The vet, who I suspect only opens on Sundays because we’re likely to turn up, can see us. My husband digs out the car, I dig out the cat basket, and half an hour later the cat and I are in the company of a rabbit with a suspected stroke and a dog that has swallowed a packet of painkillers.

The vet calls us in and I tell him we’ve noticed the cat is drinking a lot of water inside the house.

I don’t mention I haven’t got round to taking the tree down yet, but leave it hanging, as if we have installed a small ornamental pond in front of the telly.

That, he says, taking the cat out of the basket, could be because all the water outside is frozen.

But it could also be because of one of the ailments I’ve Googled. He takes the cat to another room for a few minutes, there are a couple of indignant miaows, and then he’s back. The blood and urine tests will be back very soon, he says.

As I’m closing the cat basket, I try to imagine how you’d take a urine sample from a cat.

You simple put a fine, sharp needle into the bladder, says the vet. A piece of…well, you get the picture.

The bill equates to a night for two, including breakfast, in a nice country hotel.

Not that I’m resentful. Still, when I get a call a few hours later from the vet later with the results (negative – the cat was just thirsty) - I’m pretty impressed. An appointment, consultation, tests and results all on a Sunday. Nye Bevan slipped up somewhere.

“What’s that bald patch on his throat?” asks my husband when I get back, pointing to the area where that was shaved for the blood sample.

Oh, I expect he’s been self-harming, I say, but not out loud.

Then I remember how queasy my husband is.
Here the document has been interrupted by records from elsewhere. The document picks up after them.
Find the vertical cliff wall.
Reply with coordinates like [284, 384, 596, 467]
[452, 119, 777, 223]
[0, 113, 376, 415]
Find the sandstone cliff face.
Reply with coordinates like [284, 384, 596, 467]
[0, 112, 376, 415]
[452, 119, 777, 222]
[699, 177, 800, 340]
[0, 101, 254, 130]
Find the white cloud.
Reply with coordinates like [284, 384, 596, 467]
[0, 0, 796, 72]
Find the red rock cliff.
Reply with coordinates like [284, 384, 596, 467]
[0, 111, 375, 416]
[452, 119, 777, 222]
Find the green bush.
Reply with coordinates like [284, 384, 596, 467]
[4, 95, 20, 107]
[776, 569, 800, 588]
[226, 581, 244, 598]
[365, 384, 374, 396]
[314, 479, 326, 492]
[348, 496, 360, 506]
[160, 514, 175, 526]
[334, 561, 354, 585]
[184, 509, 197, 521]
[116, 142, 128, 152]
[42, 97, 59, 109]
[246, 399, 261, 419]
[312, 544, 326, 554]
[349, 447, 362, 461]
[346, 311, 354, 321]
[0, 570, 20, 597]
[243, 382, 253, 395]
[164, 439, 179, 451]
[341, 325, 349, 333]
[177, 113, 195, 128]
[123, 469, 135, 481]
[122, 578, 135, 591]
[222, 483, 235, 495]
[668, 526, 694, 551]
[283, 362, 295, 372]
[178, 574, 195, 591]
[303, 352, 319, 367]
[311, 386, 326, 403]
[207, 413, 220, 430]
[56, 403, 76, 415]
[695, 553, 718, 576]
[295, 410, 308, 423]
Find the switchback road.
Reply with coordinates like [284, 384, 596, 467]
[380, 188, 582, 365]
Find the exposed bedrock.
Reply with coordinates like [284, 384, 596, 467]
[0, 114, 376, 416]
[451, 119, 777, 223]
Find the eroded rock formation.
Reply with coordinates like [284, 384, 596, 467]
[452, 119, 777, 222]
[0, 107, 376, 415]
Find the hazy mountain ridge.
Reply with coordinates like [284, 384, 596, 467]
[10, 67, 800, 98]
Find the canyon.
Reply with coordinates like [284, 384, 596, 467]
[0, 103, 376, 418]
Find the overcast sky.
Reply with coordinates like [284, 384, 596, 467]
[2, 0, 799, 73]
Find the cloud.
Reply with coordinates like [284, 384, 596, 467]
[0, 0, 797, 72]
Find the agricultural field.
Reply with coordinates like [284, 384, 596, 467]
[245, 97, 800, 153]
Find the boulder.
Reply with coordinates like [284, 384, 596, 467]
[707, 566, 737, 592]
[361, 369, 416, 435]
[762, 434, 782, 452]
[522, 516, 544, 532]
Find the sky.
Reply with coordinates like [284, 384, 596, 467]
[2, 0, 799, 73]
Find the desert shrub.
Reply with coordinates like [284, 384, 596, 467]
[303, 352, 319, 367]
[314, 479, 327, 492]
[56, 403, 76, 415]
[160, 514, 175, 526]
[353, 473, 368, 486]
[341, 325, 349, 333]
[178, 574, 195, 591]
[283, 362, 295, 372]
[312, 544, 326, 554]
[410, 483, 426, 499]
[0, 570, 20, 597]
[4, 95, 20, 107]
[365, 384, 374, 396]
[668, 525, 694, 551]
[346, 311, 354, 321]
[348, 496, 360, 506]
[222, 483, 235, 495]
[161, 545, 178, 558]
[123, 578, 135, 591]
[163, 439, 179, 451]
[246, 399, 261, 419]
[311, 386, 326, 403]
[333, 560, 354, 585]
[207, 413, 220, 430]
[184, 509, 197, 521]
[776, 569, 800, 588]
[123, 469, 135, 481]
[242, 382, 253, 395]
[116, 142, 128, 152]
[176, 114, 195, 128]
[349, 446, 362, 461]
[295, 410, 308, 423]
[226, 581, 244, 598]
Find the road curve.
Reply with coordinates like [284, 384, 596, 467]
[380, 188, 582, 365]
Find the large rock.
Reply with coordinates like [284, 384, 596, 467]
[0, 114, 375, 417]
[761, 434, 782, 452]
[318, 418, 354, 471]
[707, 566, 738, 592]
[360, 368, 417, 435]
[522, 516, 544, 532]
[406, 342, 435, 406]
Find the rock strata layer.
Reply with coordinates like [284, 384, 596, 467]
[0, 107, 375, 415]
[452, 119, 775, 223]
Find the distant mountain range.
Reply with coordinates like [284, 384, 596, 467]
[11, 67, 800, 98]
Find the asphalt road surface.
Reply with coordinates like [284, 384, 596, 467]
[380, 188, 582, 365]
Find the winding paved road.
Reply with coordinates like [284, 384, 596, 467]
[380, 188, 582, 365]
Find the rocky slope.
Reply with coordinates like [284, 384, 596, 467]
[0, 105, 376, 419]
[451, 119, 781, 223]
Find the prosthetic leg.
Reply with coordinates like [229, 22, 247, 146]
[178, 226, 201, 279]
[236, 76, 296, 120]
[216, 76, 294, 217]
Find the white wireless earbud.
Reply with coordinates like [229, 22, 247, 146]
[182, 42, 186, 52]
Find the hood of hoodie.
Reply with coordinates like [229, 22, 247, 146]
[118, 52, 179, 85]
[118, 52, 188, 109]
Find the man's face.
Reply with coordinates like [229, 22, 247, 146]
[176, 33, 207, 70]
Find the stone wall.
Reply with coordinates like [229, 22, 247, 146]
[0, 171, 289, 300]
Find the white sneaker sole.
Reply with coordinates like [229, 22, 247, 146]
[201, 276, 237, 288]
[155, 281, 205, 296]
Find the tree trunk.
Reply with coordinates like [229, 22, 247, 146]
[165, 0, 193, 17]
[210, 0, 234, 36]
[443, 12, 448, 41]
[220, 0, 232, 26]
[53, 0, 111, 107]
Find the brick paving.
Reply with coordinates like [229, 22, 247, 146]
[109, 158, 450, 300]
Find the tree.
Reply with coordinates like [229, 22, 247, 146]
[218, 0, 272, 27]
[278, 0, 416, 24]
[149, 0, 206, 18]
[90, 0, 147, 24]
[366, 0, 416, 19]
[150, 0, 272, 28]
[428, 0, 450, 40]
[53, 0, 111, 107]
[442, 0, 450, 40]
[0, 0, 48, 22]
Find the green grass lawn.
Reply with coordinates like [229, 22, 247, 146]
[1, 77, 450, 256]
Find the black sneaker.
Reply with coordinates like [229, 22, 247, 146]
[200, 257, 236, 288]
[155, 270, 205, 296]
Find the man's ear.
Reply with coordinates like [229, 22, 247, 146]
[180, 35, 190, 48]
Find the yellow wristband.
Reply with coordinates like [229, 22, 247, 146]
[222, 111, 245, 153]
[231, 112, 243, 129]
Show him a hypodermic needle and watch him turn green before your eyes.

“It’s where they went in to take the urine sample,” I say.

“The needle goes right down past the heart and vital organs, and then they just hope they hit the bladder rather than anything else down there.”

It’s a very pale, greyish sort of green.

I ignore him and the cat, and turn to page 24 of Wolf Hall.